Two days before appellees filed their briefs in this court Parish & Co. filed in this court its motion in the alternative to dismiss the appeal as to it or to affirm the order of the District Court, on the ground that the issues raised as to it are now moot. The facts upon which said appellee relies to sustain this motion are contained in an affidavit of the vice president of that company which accompanied the motion, to the effect that shortly after this suit was instituted, and before either appellee had answered the bill, every share of the outstanding capital stock of Parish & Co. was indorsed in blank and delivered to M-K Company; that, after the decree of the District Court was entered and within ten days after appellant had filed his brief in this court, all of the certificates of stock of Parish & Co. were duly and regularly transferred on the books of that company to M-K Company; that neither before nor since the delivery of said certificates in blank to M-K Company has any distribution of assets or profits been made by Parish & Co., and since that time all assets of that company have been in the exclusive and untrammeled custody and control of M-K Company.

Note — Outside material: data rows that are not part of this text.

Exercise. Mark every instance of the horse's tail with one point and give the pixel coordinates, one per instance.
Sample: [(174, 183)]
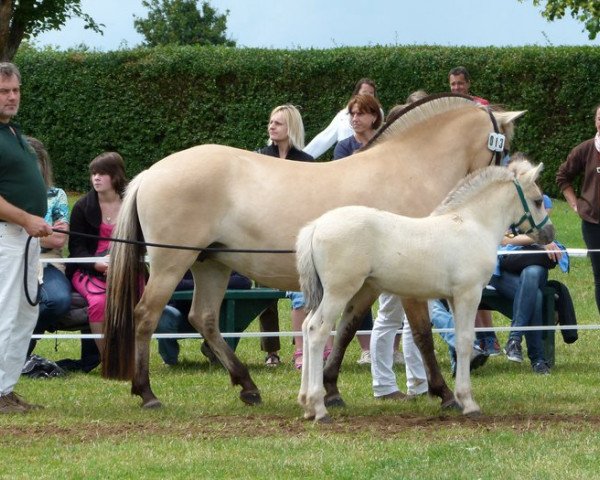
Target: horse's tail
[(310, 283), (125, 277)]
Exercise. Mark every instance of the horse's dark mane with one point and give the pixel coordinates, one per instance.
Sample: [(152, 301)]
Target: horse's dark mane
[(426, 108), (471, 185)]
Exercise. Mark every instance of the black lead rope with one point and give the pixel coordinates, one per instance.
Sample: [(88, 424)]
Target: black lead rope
[(202, 250), (175, 247), (31, 302)]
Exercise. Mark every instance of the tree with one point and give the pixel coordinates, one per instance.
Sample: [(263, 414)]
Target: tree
[(22, 19), (180, 22), (585, 11)]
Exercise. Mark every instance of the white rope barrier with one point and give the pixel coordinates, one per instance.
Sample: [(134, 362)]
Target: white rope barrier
[(573, 252), (181, 336)]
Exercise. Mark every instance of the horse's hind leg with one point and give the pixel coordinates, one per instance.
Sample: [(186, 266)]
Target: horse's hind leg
[(147, 314), (210, 279), (354, 312), (464, 309), (420, 324)]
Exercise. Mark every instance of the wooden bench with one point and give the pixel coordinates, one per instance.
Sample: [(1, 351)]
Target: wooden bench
[(492, 300), (239, 308)]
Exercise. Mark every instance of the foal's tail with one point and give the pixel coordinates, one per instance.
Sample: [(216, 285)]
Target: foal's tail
[(125, 277), (310, 283)]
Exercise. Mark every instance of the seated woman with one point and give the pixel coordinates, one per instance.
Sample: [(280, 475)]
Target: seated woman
[(525, 289), (96, 214)]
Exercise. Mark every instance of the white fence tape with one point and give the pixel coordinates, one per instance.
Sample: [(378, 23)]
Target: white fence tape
[(76, 336), (573, 252)]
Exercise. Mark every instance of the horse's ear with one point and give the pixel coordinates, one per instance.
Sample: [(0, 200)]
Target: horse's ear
[(533, 174), (508, 117)]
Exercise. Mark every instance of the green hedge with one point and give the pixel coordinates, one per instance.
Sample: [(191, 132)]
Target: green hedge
[(148, 103)]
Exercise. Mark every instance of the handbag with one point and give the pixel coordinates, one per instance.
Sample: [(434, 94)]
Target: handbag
[(516, 263)]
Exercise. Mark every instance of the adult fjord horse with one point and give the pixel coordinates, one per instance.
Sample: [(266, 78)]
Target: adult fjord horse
[(414, 257), (216, 196)]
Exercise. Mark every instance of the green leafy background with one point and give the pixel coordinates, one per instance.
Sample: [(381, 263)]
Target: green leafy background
[(148, 103)]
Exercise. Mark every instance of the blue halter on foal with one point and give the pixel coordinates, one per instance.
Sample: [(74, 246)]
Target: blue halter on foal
[(527, 216)]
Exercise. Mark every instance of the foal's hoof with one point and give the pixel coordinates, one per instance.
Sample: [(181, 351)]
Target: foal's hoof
[(150, 404), (251, 398), (324, 420), (451, 405), (474, 415), (336, 401)]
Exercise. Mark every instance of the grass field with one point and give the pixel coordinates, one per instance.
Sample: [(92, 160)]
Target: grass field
[(531, 427)]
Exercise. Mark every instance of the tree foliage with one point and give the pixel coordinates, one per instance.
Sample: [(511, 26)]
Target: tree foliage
[(22, 19), (585, 11), (180, 22)]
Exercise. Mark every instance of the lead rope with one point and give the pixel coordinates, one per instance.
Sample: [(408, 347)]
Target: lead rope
[(31, 302), (202, 250)]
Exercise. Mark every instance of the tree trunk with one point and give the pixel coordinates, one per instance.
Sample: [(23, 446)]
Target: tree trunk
[(5, 16)]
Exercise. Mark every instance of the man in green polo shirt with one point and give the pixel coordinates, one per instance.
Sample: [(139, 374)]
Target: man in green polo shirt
[(22, 209)]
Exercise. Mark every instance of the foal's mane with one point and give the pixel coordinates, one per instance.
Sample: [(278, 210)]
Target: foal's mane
[(471, 185), (418, 112)]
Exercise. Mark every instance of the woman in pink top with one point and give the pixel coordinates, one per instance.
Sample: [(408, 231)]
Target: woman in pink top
[(96, 214)]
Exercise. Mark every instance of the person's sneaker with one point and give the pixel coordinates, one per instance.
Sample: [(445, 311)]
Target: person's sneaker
[(272, 360), (365, 358), (396, 396), (478, 357), (541, 368), (513, 350), (398, 358), (490, 346), (21, 402)]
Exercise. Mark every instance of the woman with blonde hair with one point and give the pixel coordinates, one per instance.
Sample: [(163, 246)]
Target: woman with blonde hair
[(286, 140)]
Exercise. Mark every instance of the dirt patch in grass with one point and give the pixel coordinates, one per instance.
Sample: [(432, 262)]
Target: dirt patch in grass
[(256, 426)]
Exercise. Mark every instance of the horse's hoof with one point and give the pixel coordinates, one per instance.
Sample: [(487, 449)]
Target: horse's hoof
[(336, 402), (251, 398), (451, 405), (474, 415), (154, 403), (324, 420)]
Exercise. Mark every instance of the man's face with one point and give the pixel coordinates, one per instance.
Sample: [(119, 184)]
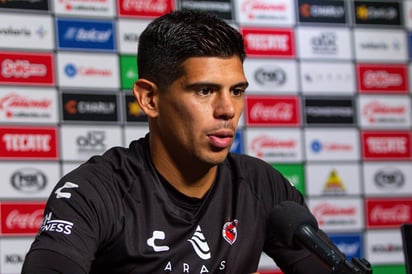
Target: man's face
[(198, 115)]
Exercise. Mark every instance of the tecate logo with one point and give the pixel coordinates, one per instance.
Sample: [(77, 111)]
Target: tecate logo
[(28, 180), (270, 76), (389, 178)]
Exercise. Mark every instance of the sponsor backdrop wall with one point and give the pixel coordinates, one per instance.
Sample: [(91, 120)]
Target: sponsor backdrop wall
[(329, 105)]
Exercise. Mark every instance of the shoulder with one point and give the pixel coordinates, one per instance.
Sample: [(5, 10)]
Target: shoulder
[(262, 179), (249, 167)]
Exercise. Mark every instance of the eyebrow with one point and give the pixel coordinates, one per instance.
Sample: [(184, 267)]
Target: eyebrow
[(214, 85)]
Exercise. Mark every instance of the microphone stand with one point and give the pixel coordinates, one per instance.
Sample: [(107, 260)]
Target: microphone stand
[(356, 266), (328, 254)]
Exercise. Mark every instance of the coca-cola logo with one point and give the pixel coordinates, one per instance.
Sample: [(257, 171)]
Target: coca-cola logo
[(22, 69), (391, 215), (14, 100), (266, 142), (28, 180), (389, 178), (17, 220), (277, 112), (327, 209), (270, 75), (381, 79), (157, 6)]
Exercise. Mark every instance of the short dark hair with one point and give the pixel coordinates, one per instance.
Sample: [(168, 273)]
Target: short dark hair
[(172, 38)]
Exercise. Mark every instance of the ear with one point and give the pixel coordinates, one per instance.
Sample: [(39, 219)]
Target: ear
[(146, 94)]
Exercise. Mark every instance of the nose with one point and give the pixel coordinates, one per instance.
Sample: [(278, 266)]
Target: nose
[(225, 106)]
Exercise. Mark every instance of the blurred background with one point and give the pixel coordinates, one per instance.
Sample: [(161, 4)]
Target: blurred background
[(329, 105)]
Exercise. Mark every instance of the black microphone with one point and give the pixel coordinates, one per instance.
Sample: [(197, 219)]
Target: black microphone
[(294, 226)]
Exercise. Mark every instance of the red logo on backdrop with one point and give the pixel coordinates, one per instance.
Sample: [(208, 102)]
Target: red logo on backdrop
[(386, 145), (382, 78), (26, 69), (28, 143), (269, 42), (272, 111), (324, 212), (21, 218), (144, 8), (388, 213)]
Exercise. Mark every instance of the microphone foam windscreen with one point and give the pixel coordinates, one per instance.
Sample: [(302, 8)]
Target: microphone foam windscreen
[(286, 218)]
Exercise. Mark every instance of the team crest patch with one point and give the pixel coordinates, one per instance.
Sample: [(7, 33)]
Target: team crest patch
[(229, 231)]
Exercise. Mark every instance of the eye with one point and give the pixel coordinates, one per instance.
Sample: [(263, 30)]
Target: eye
[(204, 91), (238, 91)]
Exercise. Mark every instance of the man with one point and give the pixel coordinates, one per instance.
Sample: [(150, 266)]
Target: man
[(175, 201)]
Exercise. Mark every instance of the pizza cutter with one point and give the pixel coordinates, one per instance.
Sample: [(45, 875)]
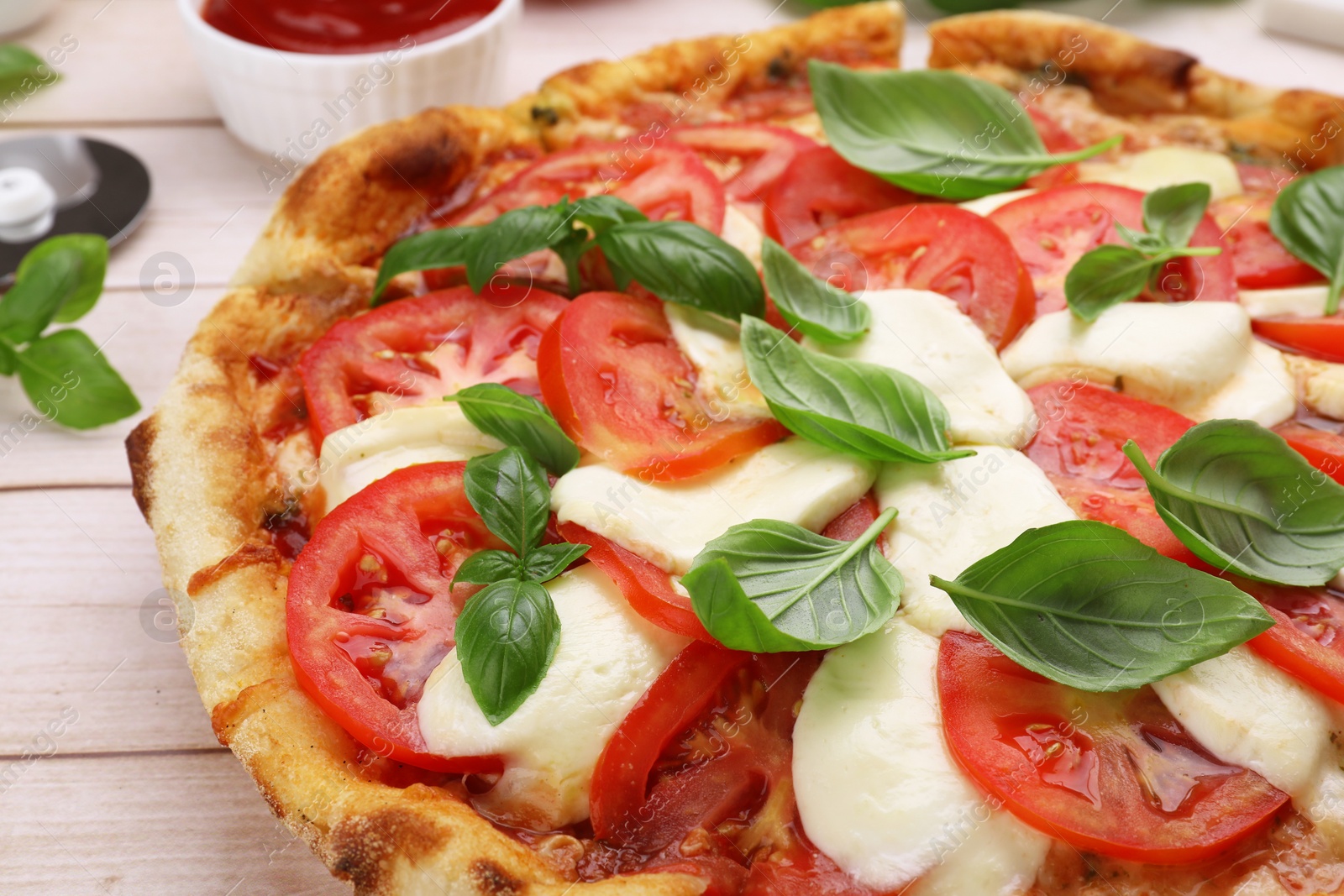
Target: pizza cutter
[(66, 184)]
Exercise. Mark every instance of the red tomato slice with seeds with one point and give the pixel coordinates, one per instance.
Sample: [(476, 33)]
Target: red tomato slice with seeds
[(819, 190), (616, 380), (418, 349), (940, 248), (1113, 774), (371, 607), (1055, 228)]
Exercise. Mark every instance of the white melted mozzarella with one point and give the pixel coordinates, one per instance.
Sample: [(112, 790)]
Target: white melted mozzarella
[(927, 336), (362, 453), (877, 788), (954, 513), (1247, 712), (1167, 167), (1173, 355), (669, 523), (606, 658)]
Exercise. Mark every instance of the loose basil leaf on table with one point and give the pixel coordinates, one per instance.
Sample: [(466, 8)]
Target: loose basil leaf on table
[(859, 409), (1090, 606), (685, 264), (1243, 501), (519, 419), (937, 134), (1308, 217), (770, 586), (506, 641), (811, 305)]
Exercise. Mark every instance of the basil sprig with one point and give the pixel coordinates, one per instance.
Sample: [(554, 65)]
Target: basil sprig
[(937, 134), (519, 419), (64, 372), (1112, 275), (770, 586), (508, 631), (1308, 217), (1090, 606), (1245, 501), (811, 305), (859, 409)]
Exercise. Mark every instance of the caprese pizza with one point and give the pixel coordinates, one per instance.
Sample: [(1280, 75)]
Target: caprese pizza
[(759, 470)]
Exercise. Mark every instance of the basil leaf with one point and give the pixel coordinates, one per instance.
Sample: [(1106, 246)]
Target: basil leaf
[(511, 493), (433, 249), (1090, 606), (1308, 217), (811, 305), (1104, 277), (1243, 501), (685, 264), (1173, 212), (932, 132), (506, 641), (519, 419), (71, 382), (848, 406), (770, 586)]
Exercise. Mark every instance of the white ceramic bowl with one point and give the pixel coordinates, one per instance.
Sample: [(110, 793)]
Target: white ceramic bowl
[(296, 103)]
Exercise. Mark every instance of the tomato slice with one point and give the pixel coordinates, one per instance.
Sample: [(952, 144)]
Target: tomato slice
[(750, 157), (1324, 449), (944, 249), (820, 188), (1054, 228), (1079, 445), (616, 380), (1113, 774), (1320, 338), (418, 349), (371, 607)]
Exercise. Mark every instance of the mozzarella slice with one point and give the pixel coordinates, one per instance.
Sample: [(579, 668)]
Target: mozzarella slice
[(1290, 301), (954, 513), (714, 348), (1173, 355), (606, 658), (877, 788), (1261, 390), (1247, 712), (669, 523), (927, 336), (1167, 167), (362, 453)]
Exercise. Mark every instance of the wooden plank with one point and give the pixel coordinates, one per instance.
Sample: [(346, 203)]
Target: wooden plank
[(134, 825)]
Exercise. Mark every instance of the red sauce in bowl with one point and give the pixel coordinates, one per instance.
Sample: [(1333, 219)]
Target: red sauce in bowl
[(343, 26)]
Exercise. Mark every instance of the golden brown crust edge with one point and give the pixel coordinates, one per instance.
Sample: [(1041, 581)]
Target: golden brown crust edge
[(205, 477), (1140, 89)]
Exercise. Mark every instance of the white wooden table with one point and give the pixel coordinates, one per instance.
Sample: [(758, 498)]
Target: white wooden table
[(134, 797)]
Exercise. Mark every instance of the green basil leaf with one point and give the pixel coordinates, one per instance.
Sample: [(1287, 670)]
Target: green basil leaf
[(1308, 217), (515, 234), (548, 560), (1090, 606), (519, 419), (506, 641), (932, 132), (860, 409), (770, 586), (69, 380), (1243, 501), (685, 264), (1104, 277), (811, 305), (433, 249), (511, 493), (1173, 212)]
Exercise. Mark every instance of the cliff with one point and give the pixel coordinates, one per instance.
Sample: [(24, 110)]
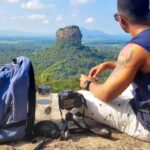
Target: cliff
[(71, 33)]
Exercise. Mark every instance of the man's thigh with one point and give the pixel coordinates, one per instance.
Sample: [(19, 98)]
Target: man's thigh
[(117, 114)]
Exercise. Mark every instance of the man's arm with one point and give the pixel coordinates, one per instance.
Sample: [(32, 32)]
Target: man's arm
[(95, 71), (130, 59)]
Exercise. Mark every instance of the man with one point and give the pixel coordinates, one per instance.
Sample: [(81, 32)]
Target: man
[(106, 103)]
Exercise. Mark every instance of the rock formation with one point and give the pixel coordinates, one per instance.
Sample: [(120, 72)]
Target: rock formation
[(71, 33)]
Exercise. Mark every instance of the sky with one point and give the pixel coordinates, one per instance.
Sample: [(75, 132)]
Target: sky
[(46, 16)]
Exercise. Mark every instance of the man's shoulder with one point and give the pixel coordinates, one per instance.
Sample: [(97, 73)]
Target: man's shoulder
[(132, 54)]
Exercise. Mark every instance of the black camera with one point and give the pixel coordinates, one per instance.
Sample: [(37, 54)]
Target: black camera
[(69, 99)]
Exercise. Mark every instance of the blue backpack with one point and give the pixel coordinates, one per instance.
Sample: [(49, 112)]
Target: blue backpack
[(17, 100)]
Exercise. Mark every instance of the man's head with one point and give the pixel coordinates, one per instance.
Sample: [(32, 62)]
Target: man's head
[(135, 12)]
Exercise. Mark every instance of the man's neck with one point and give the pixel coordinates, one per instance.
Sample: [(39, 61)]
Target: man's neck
[(136, 29)]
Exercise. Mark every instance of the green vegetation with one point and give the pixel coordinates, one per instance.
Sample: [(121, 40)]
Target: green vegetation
[(60, 64)]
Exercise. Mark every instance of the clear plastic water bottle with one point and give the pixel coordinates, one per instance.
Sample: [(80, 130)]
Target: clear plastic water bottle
[(43, 103)]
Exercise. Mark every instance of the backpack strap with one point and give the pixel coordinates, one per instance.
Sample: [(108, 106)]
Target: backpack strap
[(31, 104)]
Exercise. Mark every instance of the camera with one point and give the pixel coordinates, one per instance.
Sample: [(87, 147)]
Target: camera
[(69, 99)]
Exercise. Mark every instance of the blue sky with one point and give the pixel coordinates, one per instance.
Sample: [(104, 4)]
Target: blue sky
[(46, 16)]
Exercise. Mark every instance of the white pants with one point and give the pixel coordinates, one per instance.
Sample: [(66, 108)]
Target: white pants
[(118, 114)]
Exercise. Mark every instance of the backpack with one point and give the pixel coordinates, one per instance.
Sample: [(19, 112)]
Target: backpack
[(17, 100)]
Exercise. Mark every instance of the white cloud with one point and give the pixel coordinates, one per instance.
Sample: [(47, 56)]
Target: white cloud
[(32, 4), (74, 15), (10, 1), (46, 21), (59, 18), (2, 12), (90, 20), (79, 1), (36, 4), (36, 17)]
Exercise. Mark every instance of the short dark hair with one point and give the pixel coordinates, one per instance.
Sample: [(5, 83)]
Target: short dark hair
[(136, 11)]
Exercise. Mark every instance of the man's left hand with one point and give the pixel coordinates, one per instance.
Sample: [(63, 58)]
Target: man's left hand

The allegations of the affidavit are not admitted by appellant, but are at least questioned by him. While this court may hear evidence on matters which have transpired since the entering of the decree, in order to determine whether the issue presented is moot, yet in the instant case we are not disposed to do so. The affidavit shows that this stock was transferred in blank and delivered to M-K Company shortly after the suit was filed and has been in the possession and under the domination of M-K Company ever since, yet not one word was said about it to the trial court. The only act that has occurred since the decree was entered is the transfer of the stock on the books of the company. The truth of the latter fact might easily be presented by affidavits and counter affidavits, but this is not all that is contained in the affidavit upon which the motion is based. It alleges, among other things, that all assets of Parish & Co. have been in effect transferred to M-K Company. The truth of this statement might very easily depend upon whether the original stock had been paid for, and many other things, concerning which the affidavit is silent. Such considerations convince us that appellant is at least entitled to investigate the subject-matter of the affidavit, and this we think can best be done under the supervision of the District Court.

The motion to dismiss is overruled.

The decree is reversed, and the cause remanded for further proceedings not inconsistent with this opinion.